问题
I want to convert a character array to a string object using the toString() method in java. Here is a snippet of the test code I used:
import java.util.Arrays;
class toString{
public static void main(String[] args){
char[] Array = {\'a\', \'b\', \'c\', \'d\', \'e\', \'f\'};
System.out.println(Array.toString());
}
}
In principle, it should print abcdef, but it is printing random gibberish of the likes of [C@6e1408 or [C@e53108 each time the program executes. I don\'t need an alternative out of this but want to know why this is happening.
回答1:
To get a human-readable toString(), you must use Arrays.toString(), like this:
System.out.println(Arrays.toString(Array));
Java's toString() for an array is to print [, followed by a character representing the type of the array's elements (in your case C for char), followed by @ then the "identity hash code" of the array (think of it like you would a "memory address").

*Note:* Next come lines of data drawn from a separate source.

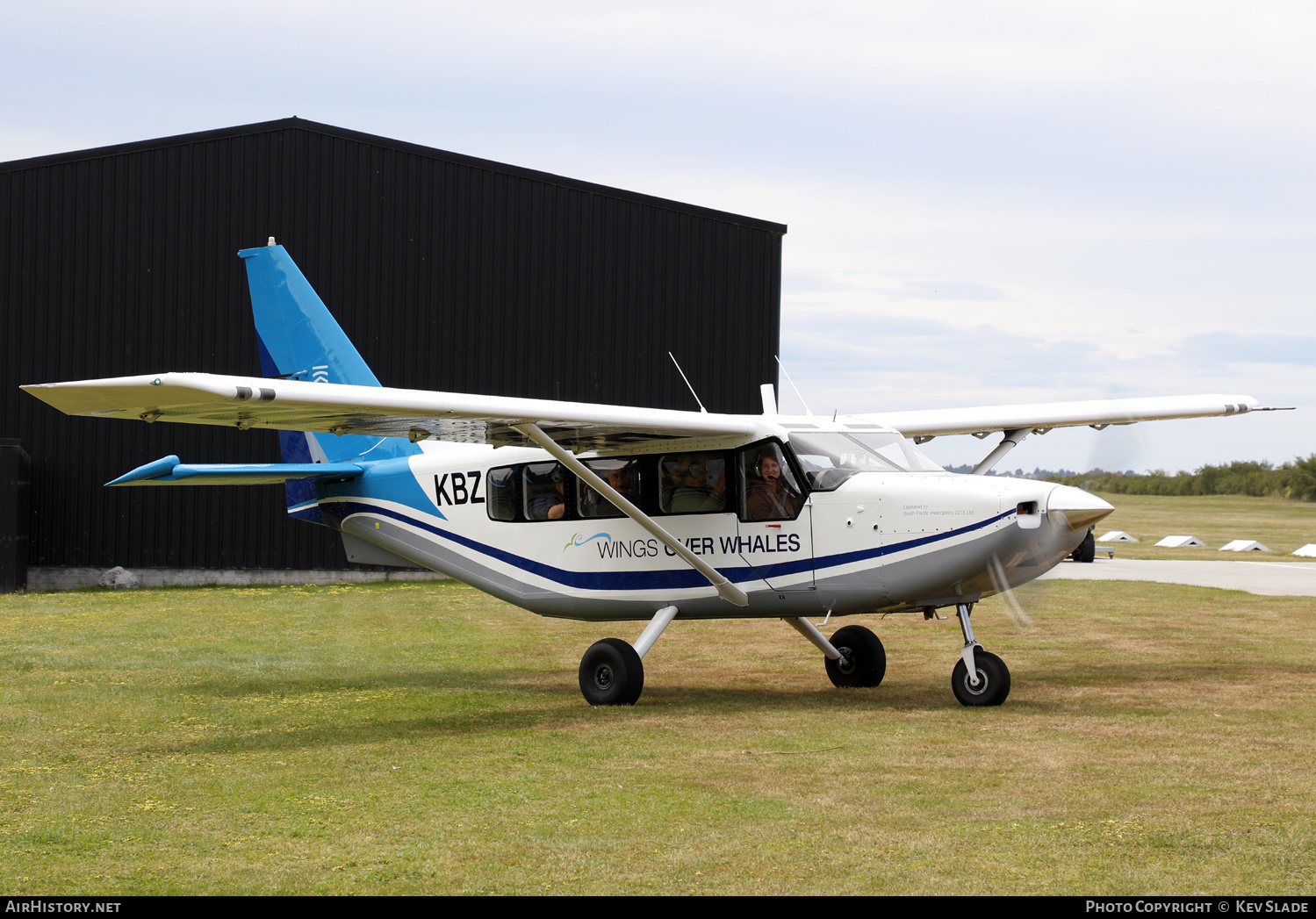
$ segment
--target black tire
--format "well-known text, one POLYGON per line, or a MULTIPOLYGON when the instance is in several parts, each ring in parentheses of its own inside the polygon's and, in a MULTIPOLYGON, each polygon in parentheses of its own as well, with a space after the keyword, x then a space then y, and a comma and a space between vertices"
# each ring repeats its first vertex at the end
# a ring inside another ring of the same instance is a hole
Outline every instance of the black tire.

This sad state of affairs is generally considered as a "mistake" with java.
See this answer for a list of other "mistakes".
回答2:
I don't know where you get the idea that "in principle" it should print "abcdef". Where is that documented?
Something like [C@6e1408 is certainly not random gibberish - it's the same way of constructing a string from an object as any other type that doesn't override toString() inherits - it's a representation of the type ([ indicating an array; C indicating the char primitive type) followed by the identity hash code in hex. See the documentation for Object.toString() for details. As it happens, arrays don't override toString.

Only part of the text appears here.